Intel 64 and IA32 Architectures Performance Monitoring Events [pdf]

(software.intel.com)

48 points | by ingve 2323 days ago

3 comments

  • strstr 2323 days ago
    Perf counters are super useful. On linux the perf tool (and perf event api) make these usable: https://perf.wiki.kernel.org/index.php/Main_Page

    The counters vary per Intel CPU, though the most useful ones are universal (e.g. cycle counts). AMD has similar counters.

  • CalChris 2323 days ago
    If you're a low level hacker a reading knowledge of these events is useful but really we should be using VTune as our PME tool. Still, it's possible that a particular event may shed light on a particular piece of code and using an API like PCM.

    https://github.com/opcm/pcm

    • kev009 2323 days ago
      vtune is first class but most people will be using perf on linux or pmcstat on freebsd so you do need to crossreference a doc like this occasionally when you want to probe a new counter to look for bottlenecks.

      pcm is also quite nice to monitor what an entire system is doing in terms of memory bandwidth, NUMA link traffic, and other package level concerns but doesn't give any kernel or application level tracing like the other tools.

  • grandmczeb 2323 days ago
    Open question to other commenters: are there hardware performance counters/features that you would like to see implemented but currently aren’t?
    • _chris_ 2323 days ago
      As a RISC-V core implementer, I'm super interested in answers to this question. Some of the things I've pondered is ways to figure out 1) what branch am I constantly mispredicting and 2) what load is constantly cache-missing. Not sure the best way to expose that to the programmer, particularly in a way that's cheap for most cores.
      • strstr 2323 days ago
        1) Modern LBR might solve this. LWN has a summary (though I've only skimmed this): https://lwn.net/Articles/680996/

        2) Not sure for this, though I can think of some crappy hacks:

        --A) Timed LBR mentioned in that LWN article (somewhat indirect, but might get the job done)

        --B) use perf counter overflow interrupts (for cache misses) and set the perf counter initial value high (which should let you sample the cache miss locations). This can only tell you if a particular load is making up a large fraction of your overall cache misses (which is probably not super useful).

        Edit: Forgot about PEBS, which is really what you want for 2).

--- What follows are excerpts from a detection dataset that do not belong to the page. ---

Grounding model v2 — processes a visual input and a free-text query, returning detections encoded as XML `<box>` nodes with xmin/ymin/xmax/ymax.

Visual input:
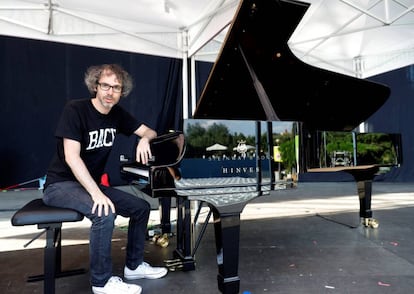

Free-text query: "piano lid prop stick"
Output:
<box><xmin>239</xmin><ymin>45</ymin><xmax>280</xmax><ymax>121</ymax></box>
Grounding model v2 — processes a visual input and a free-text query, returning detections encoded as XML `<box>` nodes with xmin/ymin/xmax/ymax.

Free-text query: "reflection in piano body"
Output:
<box><xmin>124</xmin><ymin>0</ymin><xmax>402</xmax><ymax>293</ymax></box>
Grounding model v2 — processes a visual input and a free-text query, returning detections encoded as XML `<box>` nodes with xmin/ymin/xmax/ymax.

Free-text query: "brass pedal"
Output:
<box><xmin>363</xmin><ymin>218</ymin><xmax>379</xmax><ymax>229</ymax></box>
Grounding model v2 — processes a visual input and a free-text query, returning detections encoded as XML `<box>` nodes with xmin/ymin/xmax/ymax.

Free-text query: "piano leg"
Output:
<box><xmin>165</xmin><ymin>197</ymin><xmax>195</xmax><ymax>271</ymax></box>
<box><xmin>212</xmin><ymin>207</ymin><xmax>240</xmax><ymax>294</ymax></box>
<box><xmin>347</xmin><ymin>166</ymin><xmax>379</xmax><ymax>228</ymax></box>
<box><xmin>357</xmin><ymin>180</ymin><xmax>379</xmax><ymax>228</ymax></box>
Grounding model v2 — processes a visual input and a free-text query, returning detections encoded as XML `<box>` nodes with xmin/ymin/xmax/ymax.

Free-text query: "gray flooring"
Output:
<box><xmin>0</xmin><ymin>182</ymin><xmax>414</xmax><ymax>294</ymax></box>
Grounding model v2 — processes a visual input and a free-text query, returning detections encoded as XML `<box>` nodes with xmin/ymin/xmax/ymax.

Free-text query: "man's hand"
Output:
<box><xmin>91</xmin><ymin>193</ymin><xmax>115</xmax><ymax>216</ymax></box>
<box><xmin>136</xmin><ymin>138</ymin><xmax>152</xmax><ymax>164</ymax></box>
<box><xmin>134</xmin><ymin>125</ymin><xmax>157</xmax><ymax>164</ymax></box>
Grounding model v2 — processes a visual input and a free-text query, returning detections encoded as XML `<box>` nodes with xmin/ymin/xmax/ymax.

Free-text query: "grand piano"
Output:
<box><xmin>123</xmin><ymin>0</ymin><xmax>398</xmax><ymax>293</ymax></box>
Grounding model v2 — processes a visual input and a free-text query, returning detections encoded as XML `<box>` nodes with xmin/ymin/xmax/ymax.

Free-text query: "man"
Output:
<box><xmin>43</xmin><ymin>64</ymin><xmax>168</xmax><ymax>294</ymax></box>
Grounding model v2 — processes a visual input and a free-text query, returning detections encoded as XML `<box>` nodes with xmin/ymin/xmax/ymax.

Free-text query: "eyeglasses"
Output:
<box><xmin>98</xmin><ymin>83</ymin><xmax>122</xmax><ymax>93</ymax></box>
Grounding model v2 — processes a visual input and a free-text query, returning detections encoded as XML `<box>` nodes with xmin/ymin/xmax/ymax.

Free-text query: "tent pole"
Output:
<box><xmin>182</xmin><ymin>31</ymin><xmax>189</xmax><ymax>119</ymax></box>
<box><xmin>190</xmin><ymin>55</ymin><xmax>197</xmax><ymax>116</ymax></box>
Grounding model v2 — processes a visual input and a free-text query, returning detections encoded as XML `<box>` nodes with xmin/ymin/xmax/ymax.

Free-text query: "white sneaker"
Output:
<box><xmin>92</xmin><ymin>277</ymin><xmax>142</xmax><ymax>294</ymax></box>
<box><xmin>124</xmin><ymin>262</ymin><xmax>168</xmax><ymax>280</ymax></box>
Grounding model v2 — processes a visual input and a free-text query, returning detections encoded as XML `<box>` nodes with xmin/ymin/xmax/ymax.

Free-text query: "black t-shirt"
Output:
<box><xmin>45</xmin><ymin>99</ymin><xmax>142</xmax><ymax>188</ymax></box>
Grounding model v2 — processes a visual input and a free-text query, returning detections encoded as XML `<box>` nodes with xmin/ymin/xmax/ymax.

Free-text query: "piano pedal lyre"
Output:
<box><xmin>362</xmin><ymin>217</ymin><xmax>379</xmax><ymax>229</ymax></box>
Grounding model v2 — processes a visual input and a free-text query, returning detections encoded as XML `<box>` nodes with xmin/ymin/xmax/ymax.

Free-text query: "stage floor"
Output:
<box><xmin>0</xmin><ymin>182</ymin><xmax>414</xmax><ymax>294</ymax></box>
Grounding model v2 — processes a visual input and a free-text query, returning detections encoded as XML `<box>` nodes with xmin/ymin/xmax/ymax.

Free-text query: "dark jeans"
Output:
<box><xmin>43</xmin><ymin>181</ymin><xmax>150</xmax><ymax>287</ymax></box>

    • lallysingh 2322 days ago
      Unless there's information available now, I'd love to know more about CPU port utilization. Can I determine how to reorder my instructions for better scheduling?
    • wyldfire 2323 days ago
      Are the uncore features well represented with perf counters? I've been out of the loop for a while but that was one area that was challenging to investigate back in the day.
    • lallysingh 2322 days ago
      Something like the LBR for cache misses. I'd love to know which IP/address values caused an l3 miss.